Puuuh ist das ne Hitze heute 

Das das Edelstahlrohr gut Reflektiert spielt mit Sicherheit eine große Rolle.
Ich würde es aber trotzdem gern Wissen was währe wenn kein Edelstahlrohr drum währe.
Aber es funktioniert, und das sogar sehr gut und das ist das was zählt.

Dein Teich auf Paros finde ich richtig schön  Habe mir auch alle Bilder in dem Thread angesehen, was sich auch lohnt!
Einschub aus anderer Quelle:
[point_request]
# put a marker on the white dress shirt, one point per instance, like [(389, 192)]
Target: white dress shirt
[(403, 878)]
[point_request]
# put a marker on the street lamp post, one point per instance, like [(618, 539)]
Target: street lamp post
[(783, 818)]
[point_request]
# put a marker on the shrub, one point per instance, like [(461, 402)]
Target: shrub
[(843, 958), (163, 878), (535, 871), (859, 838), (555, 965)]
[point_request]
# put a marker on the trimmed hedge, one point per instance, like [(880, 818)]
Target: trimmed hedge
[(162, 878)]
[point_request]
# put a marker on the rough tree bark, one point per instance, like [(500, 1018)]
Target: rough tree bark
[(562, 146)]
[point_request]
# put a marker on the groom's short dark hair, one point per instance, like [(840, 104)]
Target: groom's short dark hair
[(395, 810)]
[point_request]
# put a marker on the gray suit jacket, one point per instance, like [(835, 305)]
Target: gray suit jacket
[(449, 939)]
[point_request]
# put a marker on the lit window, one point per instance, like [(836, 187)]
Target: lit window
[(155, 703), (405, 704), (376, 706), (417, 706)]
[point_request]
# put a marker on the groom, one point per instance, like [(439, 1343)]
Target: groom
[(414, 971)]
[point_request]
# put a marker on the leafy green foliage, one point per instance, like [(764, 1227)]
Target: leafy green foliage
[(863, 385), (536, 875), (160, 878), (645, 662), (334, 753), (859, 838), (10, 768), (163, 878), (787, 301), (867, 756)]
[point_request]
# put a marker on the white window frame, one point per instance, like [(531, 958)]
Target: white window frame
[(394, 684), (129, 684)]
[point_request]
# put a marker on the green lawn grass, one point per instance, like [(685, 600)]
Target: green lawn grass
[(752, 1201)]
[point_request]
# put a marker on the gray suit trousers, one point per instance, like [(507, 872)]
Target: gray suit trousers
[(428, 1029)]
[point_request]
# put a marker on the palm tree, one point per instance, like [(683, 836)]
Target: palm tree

@Zacky, na klar habe da ein Bild von vorher, ist aber schon älter und das Wasser sah gestern noch genau so aus und dann eins von heute morgen.

Grüße
Matze


----------



## Sandra1976 (22. Mai 2012)

*AW: UVC Lampe wo einbauen?*

Hallo, 
wir haben unsere UV Lampe vor dem Filter nach Herstellerangaben eingebaut. 
Der Erfolg stellte sich auch schon nach 1-2 Tagen deutlich ein. Wir hatten nach einer 
Woche glasklares Wasser und 2 Meter Sichttiefe auf den Grund. Den Filter mit Vorfilter reinige ich auch heute noch etwa alle 3-4 Wochen. Mehr nicht. Ich wollte die UVC nicht mehr missen, den Fischen macht zwar die grüne Brühe nichts aus aber uns 
Da wir viel füttern (Kois) glaub ich auch nicht wirklich ob die Pflanzen die ganze Fischk....e
schaffen würden auch wenn unser Teich ein Pflanzendschungel ist. 
Viel Spaß noch
Sandra


----------



## maglite (22. Mai 2012)

*AW: UVC Lampe wo einbauen?*

moin.

ich bin grade dabei meinen filter um zu bauen.
es handelt sich um ein gepumptes system.
kann man die uvc lampe in den abgang bauen, oder ist die gefahr des überlaufens zu groß?
da ich ja die ausgänge meiner filtertonnen mit 110´er verrohrung bauen möchte, wird das dann ja durch die uvc auf die hälfte reduziert?!

mfg


----------



## docmatze (22. Mai 2012)

*AW: UVC Lampe wo einbauen?*

@maglite, wenn du eine Amalganlampe nimmst dann hat die keine 50 mm Durchmesser.
Ansonsten nimmst du 2 Rohre.Schau dir auch mal die Links an die Joerg gepostet hat, sich das mal durchzulesen ist schon sehr Interessant.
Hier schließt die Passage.